A guarantor must receive reasonably equivalent value for its guarantee for purposes of bankruptcy or fraudulent transfer laws in order to avoid a constructive fraudulent transfer. Reasonably equivalent value is fair consideration paid in exchange for property that is determined by the good faith of the parties involved, the fair market value of the exchange, and whether the transaction took place at arm’s length.

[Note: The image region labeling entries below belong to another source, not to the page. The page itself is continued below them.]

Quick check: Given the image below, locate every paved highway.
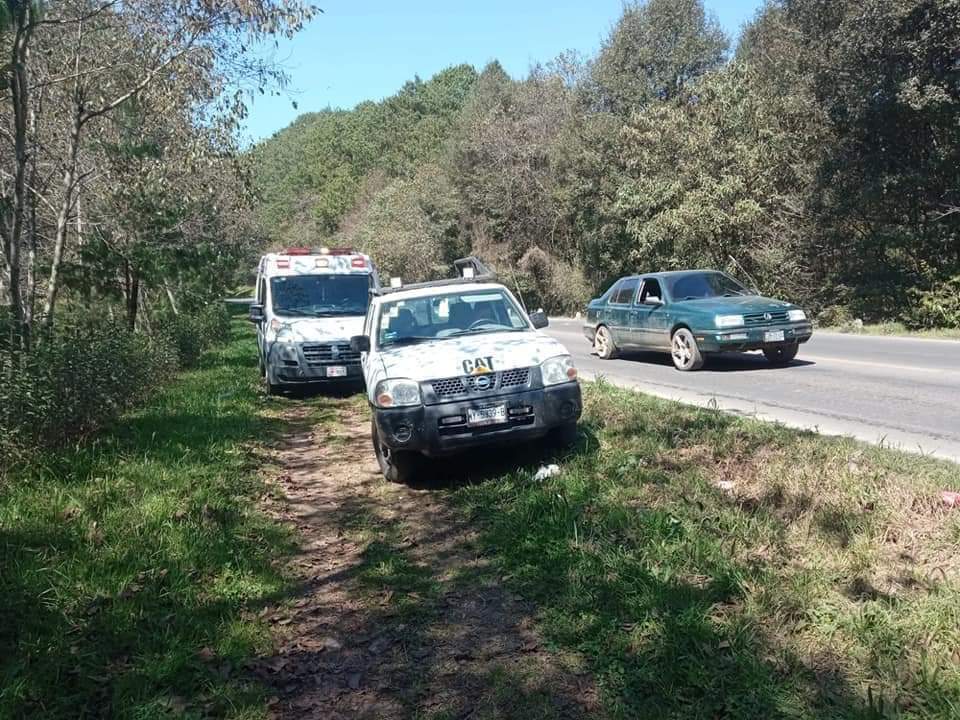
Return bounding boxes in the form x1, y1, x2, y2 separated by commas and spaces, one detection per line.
547, 319, 960, 462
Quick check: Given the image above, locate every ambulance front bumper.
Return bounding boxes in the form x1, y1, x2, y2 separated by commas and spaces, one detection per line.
374, 382, 583, 455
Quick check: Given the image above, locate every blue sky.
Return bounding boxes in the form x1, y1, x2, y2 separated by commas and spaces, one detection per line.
246, 0, 762, 140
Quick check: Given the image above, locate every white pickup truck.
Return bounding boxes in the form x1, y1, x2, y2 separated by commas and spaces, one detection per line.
351, 258, 581, 482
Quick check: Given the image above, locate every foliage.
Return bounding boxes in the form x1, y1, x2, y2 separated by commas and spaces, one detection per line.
904, 275, 960, 329
0, 316, 177, 456
0, 321, 291, 719
252, 0, 960, 323
154, 303, 230, 368
594, 0, 730, 115
0, 303, 230, 462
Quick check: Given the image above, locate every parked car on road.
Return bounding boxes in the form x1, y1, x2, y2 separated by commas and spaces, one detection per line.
583, 270, 813, 371
351, 258, 581, 482
250, 248, 380, 393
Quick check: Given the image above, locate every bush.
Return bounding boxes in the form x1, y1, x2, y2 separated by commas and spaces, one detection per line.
154, 303, 230, 368
0, 318, 177, 458
903, 275, 960, 329
0, 304, 230, 463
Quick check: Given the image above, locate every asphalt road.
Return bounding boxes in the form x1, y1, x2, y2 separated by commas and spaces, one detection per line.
547, 319, 960, 462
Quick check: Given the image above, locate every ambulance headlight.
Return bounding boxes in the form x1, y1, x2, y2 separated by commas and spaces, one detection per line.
540, 355, 577, 387
373, 378, 420, 408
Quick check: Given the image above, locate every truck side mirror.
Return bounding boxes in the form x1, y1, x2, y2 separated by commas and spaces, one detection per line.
530, 310, 550, 330
350, 335, 370, 352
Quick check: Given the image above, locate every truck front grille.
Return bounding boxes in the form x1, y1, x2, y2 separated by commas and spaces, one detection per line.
303, 343, 360, 365
430, 368, 530, 399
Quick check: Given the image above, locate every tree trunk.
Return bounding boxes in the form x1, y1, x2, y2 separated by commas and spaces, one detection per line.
2, 3, 33, 356
43, 105, 83, 327
124, 261, 140, 331
163, 280, 180, 316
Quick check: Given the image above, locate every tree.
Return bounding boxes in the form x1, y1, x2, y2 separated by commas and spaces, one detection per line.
594, 0, 729, 115
0, 0, 312, 354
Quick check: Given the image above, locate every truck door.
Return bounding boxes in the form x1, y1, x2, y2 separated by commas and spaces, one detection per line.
256, 274, 267, 364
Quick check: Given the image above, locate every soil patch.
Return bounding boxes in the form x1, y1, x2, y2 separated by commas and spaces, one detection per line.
255, 400, 599, 720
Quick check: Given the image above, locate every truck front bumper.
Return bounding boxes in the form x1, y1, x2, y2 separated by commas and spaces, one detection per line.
373, 382, 583, 456
694, 322, 813, 353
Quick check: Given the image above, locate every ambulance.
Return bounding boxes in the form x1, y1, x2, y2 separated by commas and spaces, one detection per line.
250, 248, 380, 394
350, 258, 582, 483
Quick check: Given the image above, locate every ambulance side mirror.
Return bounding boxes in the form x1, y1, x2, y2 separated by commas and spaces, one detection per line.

In the event of debtor default, credit default swaps may help bankruptcy courts solve the issue of fraudulent transfer and whether the transfer was made for reasonably equivalent value.
CDS Spreads by Select Bank (1 Year) | ||||
---|---|---|---|---|
Mean | Std | Min | Max | |
Barclays | 69.95 | 60.97 | 1.77 | 272.08 |
Bear Stearns | 143.61 | 194.49 | 5.96 | 1367.72 |
Deutsche Bank | 55.77 | 43.14 | 2.26 | 184.36 |
JP Morgan | 57.84 | 48.33 | 3.19 | 251.12 |
Lehman Brothers | 206.93 | 245.09 | 5.89 | 1422.78 |
Morgan Stanley | 234.21 | 335.03 | 6.22 | 3110.48 |
Source: Sul, Hong Kee |
If deemed fraudulent transfer, a guarantee may be clawed back by the administrator in the event of a restructuring or liquidation. A claw-back is a motion or petition filed with the appropriate court or authority that seeks the return of assets that were fraudulently transferred.